GIUSEPPE SODANO: LA COLPA È DELLA BUROCRAZIA

Vito Lombardi

Intervista all'assessore Sodano sull'occupazione abusiva degli spazi pubblici

C'è la festa Patronale a Marigliano. Le strade scintillano di luci della "Llummata" e i marciapiedi sono invasi dalle bancarelle di leccornie e di torrone. Ci ritroviamo a parlare con l'assessore Sodano del delicato argomento degli extracomunitari, che hanno lasciato il posto loro assegnato nel mese di maggio dall'Amministrazione a causa dei lavori in corso in via De Vita e sono ritornati sui marciapiedi della città.

Assessore, dove sono finite le buone intenzioni dell'amministrazione di liberare il suolo pubblico dagli abusivi. Da tutti gli abusivi?
Sono scomparse.

Il sogno è fallito?
No non è fallito. Al momento è solo bloccato. Al momento è bloccato dalla burocrazia.

Perché?
Perchè non è stato possibile liberare gli spazi pubblici da tutti gli ostacoli che ostruiscono la libera circolazione dei pedoni.

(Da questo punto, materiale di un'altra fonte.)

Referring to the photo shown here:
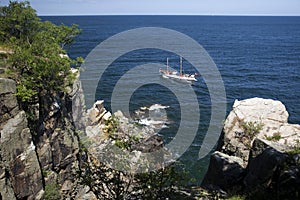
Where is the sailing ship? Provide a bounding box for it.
[159,57,197,82]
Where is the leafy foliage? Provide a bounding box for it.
[242,121,264,139]
[265,133,281,142]
[0,1,82,134]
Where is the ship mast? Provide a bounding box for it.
[167,58,169,74]
[179,57,182,76]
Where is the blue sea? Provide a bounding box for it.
[42,16,300,182]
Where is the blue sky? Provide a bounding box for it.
[0,0,300,16]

I marciapiedi dovevano essere liberati dagli ambulanti, ma anche da certi disgustosi paletti, da strutture abusive fatte da alcuni commercianti, da spazi occupati da fioriere, recinti e chi più ne ha più ne metta.

Invece…
Invece con quella ordinanza abbiamo liberato i marciapiedi di Marigliano solo dagli ambulanti, dagli extracomunitari .

Come mai?
La colpa è del regolamento.

Del regolamento? Quale regolamento?
Il vecchio, obsoleto regolamento comunale. Il regolamento comunale, approvato da un lontanissimo Consiglio Comunale, demanda alla Giunta alcune limitazioni per l'autorizzazione dell'occupazione del suolo pubblico.

Quindi?
La Giunta fino ad oggi ancora deve specificare quali siano queste limitazioni per autorizzare il cittadino ad occupare il suolo pubblico. E mancando le regole, a decidere il tutto è quindi la burocrazia comunale.

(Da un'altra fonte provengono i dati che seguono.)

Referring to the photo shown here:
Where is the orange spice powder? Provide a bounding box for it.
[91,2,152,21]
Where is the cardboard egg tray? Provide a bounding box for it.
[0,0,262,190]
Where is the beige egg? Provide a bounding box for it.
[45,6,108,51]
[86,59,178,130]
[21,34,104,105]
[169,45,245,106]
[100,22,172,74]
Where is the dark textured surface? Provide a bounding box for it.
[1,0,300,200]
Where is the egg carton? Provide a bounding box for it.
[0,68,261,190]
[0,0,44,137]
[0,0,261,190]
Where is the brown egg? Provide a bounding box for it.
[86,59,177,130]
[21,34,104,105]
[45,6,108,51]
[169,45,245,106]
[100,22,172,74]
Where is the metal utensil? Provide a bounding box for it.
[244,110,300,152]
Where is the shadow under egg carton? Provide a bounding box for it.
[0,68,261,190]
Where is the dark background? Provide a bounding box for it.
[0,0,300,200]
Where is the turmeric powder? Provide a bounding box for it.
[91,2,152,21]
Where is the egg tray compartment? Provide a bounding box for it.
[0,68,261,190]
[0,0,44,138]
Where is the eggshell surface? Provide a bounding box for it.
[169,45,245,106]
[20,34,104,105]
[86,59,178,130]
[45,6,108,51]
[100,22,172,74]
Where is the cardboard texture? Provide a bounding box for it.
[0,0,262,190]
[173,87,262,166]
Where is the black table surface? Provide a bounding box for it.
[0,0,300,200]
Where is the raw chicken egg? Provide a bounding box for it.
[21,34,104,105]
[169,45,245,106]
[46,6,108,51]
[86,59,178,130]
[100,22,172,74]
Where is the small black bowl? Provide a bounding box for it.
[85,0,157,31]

La burocrazia Comunale? Si riferisce a qualcuno in particolare?
Ai funzionari comunali.

Ai funzionari comunali? Facciamo dei nomi?
Senza fare nomi. Mi riferisco all'Ufficio Tecnico, all'Ufficio Commercio e alla Polizia Municipale.

Perché a questi tre uffici?
Sono loro che gestiscono. Sono loro che dovrebbero controllare. E sono loro che interpretano il regolamento. Ed è la loro burocrazia che diventa forte con i deboli e debole con i forti.

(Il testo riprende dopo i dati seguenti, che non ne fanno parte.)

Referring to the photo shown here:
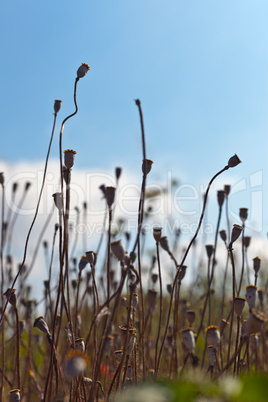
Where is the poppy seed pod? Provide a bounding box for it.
[177,265,187,281]
[228,154,241,168]
[105,186,116,208]
[205,325,220,349]
[246,285,258,309]
[63,149,76,169]
[76,63,90,78]
[65,352,87,378]
[206,244,213,258]
[74,338,86,353]
[111,240,125,261]
[224,184,231,197]
[78,255,88,272]
[33,316,50,335]
[230,224,243,244]
[159,236,170,253]
[239,208,248,223]
[9,389,21,402]
[253,257,261,274]
[219,229,227,243]
[0,172,5,186]
[4,288,17,308]
[142,159,153,176]
[207,345,216,367]
[217,190,225,207]
[54,99,62,114]
[181,328,195,354]
[246,308,266,336]
[52,193,63,211]
[186,310,195,325]
[234,297,247,316]
[153,228,162,242]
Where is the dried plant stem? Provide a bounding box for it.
[154,241,163,371]
[156,165,229,375]
[0,113,57,325]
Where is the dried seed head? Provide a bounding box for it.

Questa è un grave affermazione. Si spieghi meglio.
Il regolamento lo interpretano in modo diverso di volta in volta.

E cosa secondo lei influisce sulla loro valutazione?
La politica.

La politica ?
Si. Le regole in materia al Comune di Marigliano vengono applicate in funzione di chi cerca i permessi.

Sempre più grave.
E' la verità. Le norme si allargano e si restringono a secondo di chi chiede l'autorizzazione ad occupare il suolo pubblico.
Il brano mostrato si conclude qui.